We've got another minute and a half there. There's one on the back I think I can't really see. It's just coming to you.

Audience Member: Thanks. When you talked about looking at the sort of people you need [00:16:00]in your response team, one of the things I came across an incident I was involved with before was also response fatigue.

It was a long incident and therefore we needed to actually have two people effectively for each role. Did that come up at all? Did you consider that at all in your scenario?

Francesco Beltramini: It's more than two people per role because of course if you have. If you want to maintain a 24 7 response capability, you need these guys need to sleep sometimes, right?

Analysts usually tier one, they're perhaps less skilled more junior. They look at the dashboards and usually maybe seven six, seven guys. But then as, of course, you get to the, say, above them, you have a tier two, and then you have the incident response manager. Those are, yes, they must be redundant.

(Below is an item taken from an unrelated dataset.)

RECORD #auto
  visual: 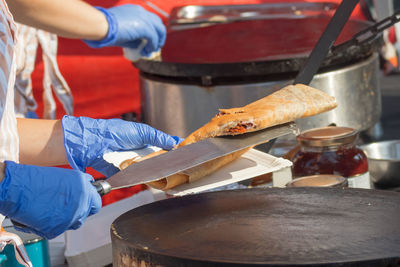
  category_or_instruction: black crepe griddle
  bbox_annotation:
[111,188,400,266]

Audience Member: What about when it gets down to the specialist knowledge, that's where we hit the problem. So yes the SOC was, had that sort of structure and the ability to do it, but when you were getting down to the person that knows this application and knows where the bit is, that's where you [00:17:00] come to those sort of points.

Francesco Beltramini: It's about mapping out your key stakeholders in the org and making sure you have primary contact number and then the backup contact number to reach out to them.

Ash Ward: Would you say that when that came up, as when doing the tabletop exercise, that was something that was aware, or would that come out through doing runbooks or rehearsing?

Laura Penhallow: What do you think? I think, yeah, that when you do the runbooks, you want to make sure that it's not the most senior people that are doing just performing the runbooks. So they can, they probably do it with their eyes closed. And so it's making sure that you make sure that new people, or junior People can do those runbooks.

So if something happens to that senior person that there's not a gap. And then also a lot of making sure that people are in the right roles is when you're thinking about what happens if we do have a crisis. So who do I want in my team. So obviously, if it's an application, you need an application specialist.

But who does the comms? Who's going to be the incident manager? So who's gonna be the face of this? And just know that ahead of time. Wow, I really want him because he seems to be so calm and level headed. And he won't, he'll be able to just herd people around and [00:18:00] like shuffle people out, let them do their work.

So it's those people, but also definitely in the day to day.

Ash Ward: Yeah, and you don't want to, you want to identify that you don't want to speak to me because I'll probably have had a gin and tonic by that point, not be anybody, any use to anyone. Thank you for the questions, I really appreciate that.

We have, I've got the timer telling me that we're at zero so I think we will wrap it up and say thank you very much everyone. Thank you.